どこから仕入れた情報なのか実弥は問い詰めるが、しのぶはただ笑ってかわし、答える気配は全くない。

一種のからかいを受けた実弥はすっかりへそを曲げ再び扉のそばにドカッと腰を下ろし、足を揺らして苛立ちをおさめようとしている。

だが、先ほど自分の傷を瞬時に完治させ、傷跡をも薄くした赤い霧の正体が知りたいという思いだけが実弥をこの部屋にどうにかとどめていた。

「フフッ、少し意地悪が過ぎたかもしれませんね。さて、まだ皆さんとお話しをしていたいのですが、何分那田蜘蛛山での負傷者でこの屋敷は溢れています。今日は更紗ちゃんの血液を採取してお開き……とさせていただいて構いませんか?」

しのぶの言う通り、ここにはほんの2日前に運び込まれた怪我人が多く滞在している。
重傷者は更紗がほぼ対処したとは言え、善逸のように蜘蛛にされかけた剣士や軽傷者の治療には、それこそ猫の手も借りたいほどの状態なのだ。

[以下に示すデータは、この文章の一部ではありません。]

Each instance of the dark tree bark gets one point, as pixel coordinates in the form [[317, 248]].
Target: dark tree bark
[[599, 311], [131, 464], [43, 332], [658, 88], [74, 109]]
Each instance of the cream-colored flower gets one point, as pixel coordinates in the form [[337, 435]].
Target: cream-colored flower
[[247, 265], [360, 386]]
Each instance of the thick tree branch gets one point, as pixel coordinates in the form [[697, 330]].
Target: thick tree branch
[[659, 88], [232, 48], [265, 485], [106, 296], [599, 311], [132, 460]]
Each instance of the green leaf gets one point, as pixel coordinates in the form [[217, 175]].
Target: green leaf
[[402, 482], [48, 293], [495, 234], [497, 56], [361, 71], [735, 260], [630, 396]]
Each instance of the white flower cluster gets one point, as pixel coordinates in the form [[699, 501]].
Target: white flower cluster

様々な事が起き、その事を失念していた杏寿郎と更紗はしのぶに頭を下げた。

「あぁ、長居をしてすまなかった。更紗、今日は血液の採取だけしてもらい帰るとしよう」

「はい!しのぶさん、何から何までありがとうございます」

しのぶは多くの寿命を失ってもなお穏やかに笑う更紗に胸を締め付けられながらも、笑顔を返し平静を装って採血を行った。